Im übrigen wird die Beschwerde als unbegründet abgewiesen.
Die Bundeshauptstadt (Land) Wien hat dem Beschwerdeführer Aufwendungen in der Höhe von S 9.690,-- binnen zwei Wochen bei sonstiger Exekution zu ersetzen.

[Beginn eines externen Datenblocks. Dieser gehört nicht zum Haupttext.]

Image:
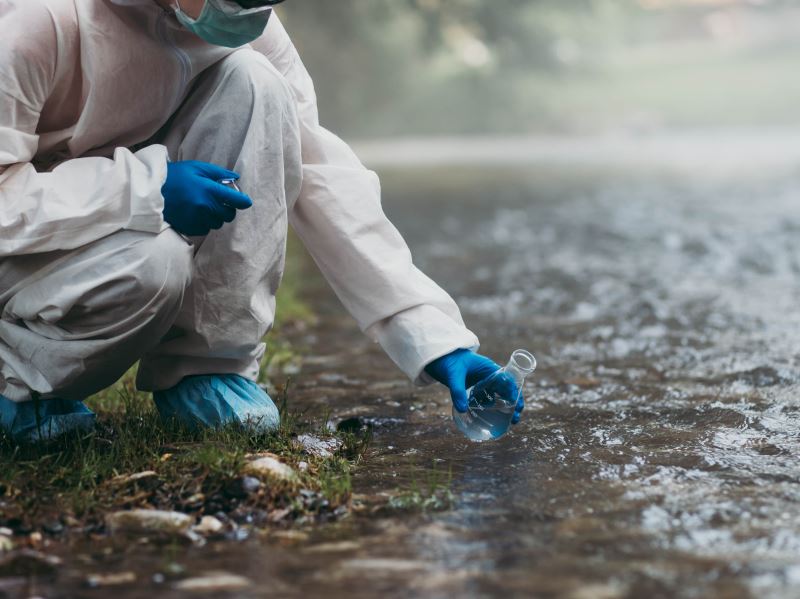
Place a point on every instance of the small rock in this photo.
(355, 425)
(334, 547)
(110, 580)
(6, 544)
(292, 536)
(208, 525)
(322, 448)
(213, 582)
(272, 468)
(27, 562)
(278, 515)
(71, 521)
(53, 527)
(147, 480)
(162, 523)
(242, 487)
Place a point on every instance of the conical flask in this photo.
(492, 401)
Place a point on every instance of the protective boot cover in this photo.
(55, 417)
(216, 400)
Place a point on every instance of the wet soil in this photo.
(658, 454)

Das Mehrbegehren wird abgewiesen.
Begründung
Mit dem gemäß § 66 Abs. 4 AVG ergangenen Berufungsbescheid der Wiener Landesregierung vom 11. August 1989 wurde der Beschwerdeführer im Instanzenzug folgender Verwaltungsübertretungen schuldig erkannt (die bloß das Strafausmaß betreffende Entscheidung in Punkt 1 des Berufungsbescheides ist nicht Gegenstand des verwaltungsgerichtlichen Verfahrens):
Er habe am 24. März 1988 um 03.29 Uhr einen dem Kennzeichen nach bestimmten Pkw gelenkt und sich im Zuge einer Amtshandlung in Wien 6, Mariahilferstraße vor ONr. 1b, sowohl 2) gegen 03.30 Uhr als auch 3) gegen 03.45 Uhr geweigert, seine Atemluft von einem besonders geschulten und von der Behörde hiezu ermächtigten Organ der Straßenaufsicht auf Alkoholgehalt untersuchen zu lassen, obwohl habe vermutet werden können, daß er sich in einem durch Alkohol beeinträchtigten Zustand befunden habe. Er habe hiedurch zu 2) und 3) jeweils eine Übertretung nach § 99 Abs. 1 lit. b in Verbindung mit § 5 Abs. 2 der Straßenverkehrsordnung 1960 (StVO) begangen; es wurden Geld- und Ersatzarreststrafen verhängt.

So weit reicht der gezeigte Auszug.